Zaśmiała się. Rozmawiałyśmy jeszcze przez chwilę a później przyszła do nas reszta dziewczyn w tym Ruby. Dziewczyna cały czas rozmawiała o Gilbercie, mimo że on był od nas oddalony o jakieś 5 metrów. Zaczynało się to robić nudne. Wiem, on się bardzo podoba Ruby, ale to już jest z lekka przesada. Że jej się to nie nudzi. I pomyśleć, że reszta dziewczyn musiała tego słuchać przez trzy lata? Z ciekawości zaczęłam go obserwować. Właśnie rozmawiał z innymi chłopakami, nie żeby mnie to obchodziło. Ładnie się uśmiechał. Bardzo ładnie.
- Rosie słuchasz mnie?
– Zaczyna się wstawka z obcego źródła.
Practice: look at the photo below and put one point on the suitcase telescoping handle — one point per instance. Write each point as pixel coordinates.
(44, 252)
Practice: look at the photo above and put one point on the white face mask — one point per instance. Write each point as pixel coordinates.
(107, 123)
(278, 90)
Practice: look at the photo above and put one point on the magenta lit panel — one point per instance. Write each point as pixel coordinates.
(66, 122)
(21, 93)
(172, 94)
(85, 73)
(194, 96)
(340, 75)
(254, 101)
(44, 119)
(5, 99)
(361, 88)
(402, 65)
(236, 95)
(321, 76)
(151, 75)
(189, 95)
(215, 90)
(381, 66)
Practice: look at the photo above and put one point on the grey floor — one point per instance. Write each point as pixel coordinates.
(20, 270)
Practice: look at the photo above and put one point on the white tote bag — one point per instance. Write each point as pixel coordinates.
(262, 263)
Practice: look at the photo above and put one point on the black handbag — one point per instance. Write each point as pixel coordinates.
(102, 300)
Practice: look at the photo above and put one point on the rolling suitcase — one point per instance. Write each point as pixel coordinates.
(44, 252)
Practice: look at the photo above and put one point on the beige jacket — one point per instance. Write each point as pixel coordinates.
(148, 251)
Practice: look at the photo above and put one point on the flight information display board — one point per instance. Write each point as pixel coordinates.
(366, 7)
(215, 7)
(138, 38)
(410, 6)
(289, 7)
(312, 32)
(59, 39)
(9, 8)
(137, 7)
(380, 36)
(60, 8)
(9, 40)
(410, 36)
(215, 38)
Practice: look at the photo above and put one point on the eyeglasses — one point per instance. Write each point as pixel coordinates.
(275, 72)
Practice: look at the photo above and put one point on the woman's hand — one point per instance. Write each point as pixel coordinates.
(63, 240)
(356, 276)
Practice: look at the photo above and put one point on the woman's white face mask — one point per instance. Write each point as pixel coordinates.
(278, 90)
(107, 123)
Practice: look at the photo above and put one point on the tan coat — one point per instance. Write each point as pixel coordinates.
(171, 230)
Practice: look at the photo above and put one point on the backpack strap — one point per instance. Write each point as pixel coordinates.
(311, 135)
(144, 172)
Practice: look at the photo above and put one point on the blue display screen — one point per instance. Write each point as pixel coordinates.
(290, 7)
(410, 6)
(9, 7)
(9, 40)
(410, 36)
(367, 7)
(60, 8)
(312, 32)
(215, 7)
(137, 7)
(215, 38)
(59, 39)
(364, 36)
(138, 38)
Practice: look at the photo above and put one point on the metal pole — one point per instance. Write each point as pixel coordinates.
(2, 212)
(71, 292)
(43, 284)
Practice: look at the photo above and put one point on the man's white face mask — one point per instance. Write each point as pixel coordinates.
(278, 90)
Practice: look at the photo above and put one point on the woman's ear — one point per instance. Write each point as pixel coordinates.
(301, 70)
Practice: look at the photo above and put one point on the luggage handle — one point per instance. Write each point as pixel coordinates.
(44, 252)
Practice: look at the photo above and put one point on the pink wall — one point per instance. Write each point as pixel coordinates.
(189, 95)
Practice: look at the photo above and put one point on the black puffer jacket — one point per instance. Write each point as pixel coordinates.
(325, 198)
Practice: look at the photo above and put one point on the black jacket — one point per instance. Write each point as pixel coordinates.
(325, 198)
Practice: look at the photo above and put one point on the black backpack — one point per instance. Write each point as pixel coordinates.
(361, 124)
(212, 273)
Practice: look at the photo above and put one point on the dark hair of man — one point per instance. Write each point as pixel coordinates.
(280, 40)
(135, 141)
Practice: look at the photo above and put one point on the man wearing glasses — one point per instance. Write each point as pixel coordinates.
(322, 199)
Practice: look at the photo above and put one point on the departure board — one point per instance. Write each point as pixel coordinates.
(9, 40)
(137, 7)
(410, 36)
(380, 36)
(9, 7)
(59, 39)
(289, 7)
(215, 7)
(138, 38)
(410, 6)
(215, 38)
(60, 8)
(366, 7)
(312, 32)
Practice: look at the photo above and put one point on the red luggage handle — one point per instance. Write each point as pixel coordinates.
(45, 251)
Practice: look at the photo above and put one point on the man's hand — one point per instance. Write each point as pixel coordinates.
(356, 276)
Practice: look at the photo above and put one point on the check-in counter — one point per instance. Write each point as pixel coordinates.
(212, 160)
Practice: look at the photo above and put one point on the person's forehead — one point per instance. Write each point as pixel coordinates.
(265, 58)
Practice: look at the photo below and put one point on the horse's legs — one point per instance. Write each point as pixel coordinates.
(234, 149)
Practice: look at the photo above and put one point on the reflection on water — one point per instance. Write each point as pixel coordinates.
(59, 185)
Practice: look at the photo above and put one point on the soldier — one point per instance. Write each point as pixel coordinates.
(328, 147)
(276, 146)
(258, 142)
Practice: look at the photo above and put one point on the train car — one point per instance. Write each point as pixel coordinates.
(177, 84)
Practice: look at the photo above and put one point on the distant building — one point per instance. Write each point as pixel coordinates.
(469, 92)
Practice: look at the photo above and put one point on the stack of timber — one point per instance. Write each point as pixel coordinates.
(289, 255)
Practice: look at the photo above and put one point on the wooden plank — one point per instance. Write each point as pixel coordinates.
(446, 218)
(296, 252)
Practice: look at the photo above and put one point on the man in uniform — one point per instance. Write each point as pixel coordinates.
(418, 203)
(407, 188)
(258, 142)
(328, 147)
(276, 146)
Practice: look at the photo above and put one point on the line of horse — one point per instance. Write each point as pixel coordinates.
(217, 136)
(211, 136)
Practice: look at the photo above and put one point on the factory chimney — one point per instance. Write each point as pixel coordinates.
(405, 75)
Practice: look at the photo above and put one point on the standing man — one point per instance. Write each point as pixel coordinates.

Na co patrzysz? - spytała uśmiechnięta Ruby.
No świetnie, ale się wkopałam. Szybko, wymyśl coś mózgu.
- Ee... Wiesz, Ruby, patrzyłam na... Na tego chłopaka co rozmawia z Gilbertem. - Wszystkie otworzyły szerzej oczy, słupiejąc, oprócz Ruby. - Kto to jest? - spytałam.
- Billy! - Gillis zawołała chłopaka, co rozmawiał z Blythe'em. Ale się wkopałam. Brawo, Berss. Ty to masz łeb. Nie mogłaś powiedzieć: 'a przyglądam się tym obrazom, są ładne'. A w sumie dobrze, że tego nie powiedziałam, bo jeszcze wariatka zawołałaby Philipsa. Ten to by mógł prowadzić dziennik o wystroju tego budynku.
Chłopak się spojrzał na Ruby a potem na mnie. Dziewczyna uśmiechnęła się, po czym gestem ręki przywołała do nas chłopaka. Zaciekawiony Blythe też musiał przyjść. Jakże by inaczej... Zakryłam delikatnie ręką twarz, odwracając się w drugą stronę. Napotkałam zaciekawiony wzrok Josie. O co chodzi? Boże, ta cała sytuacja to jakaś żenada.
- Billy, to jest Rosalie - gestem ręki, dziewczyna pokazała na mnie, na co Billy się uśmiechnął. - Bardzo chciała cię poznać. - mówi Gillis z radością. Ta to jest zdolna do wszystkiego. Świetnie. Od razu po tym zdaniu wyskoczyły mi rumieńce. Nie dlatego, że on mi się podoba, tylko dlatego, że to jest jedno, wielkie, cholerne kłamstwo! Przecież nie przyznam jej się i reszcie dziewczynom, że patrzyłam na Blythe'a.
-Rosalie, ach tak? - ten wzrok Billy'iego, coś okropnego. - Miło mi, ślicznotko. - Mrugnął do mnie. Jaki on bezpośredni. Milutko.
~ Gilbert ~
Nie mogłem tego słuchać. Jak Billy może być tak płytki i bezpośredni w stosunku do dziewczyn? W stosunku do niej? Jeszcze jak usłyszałem od Gillis, że Rosalie chciała go poznać to mi się nie dobrze robi na samą myśl. Jak to ona chce go poznać? Ona go? Niedawno na mnie patrzyła. Nie żeby coś. I teraz tak nagle chce poznać Billy'iego? Coś mi tu nie gra.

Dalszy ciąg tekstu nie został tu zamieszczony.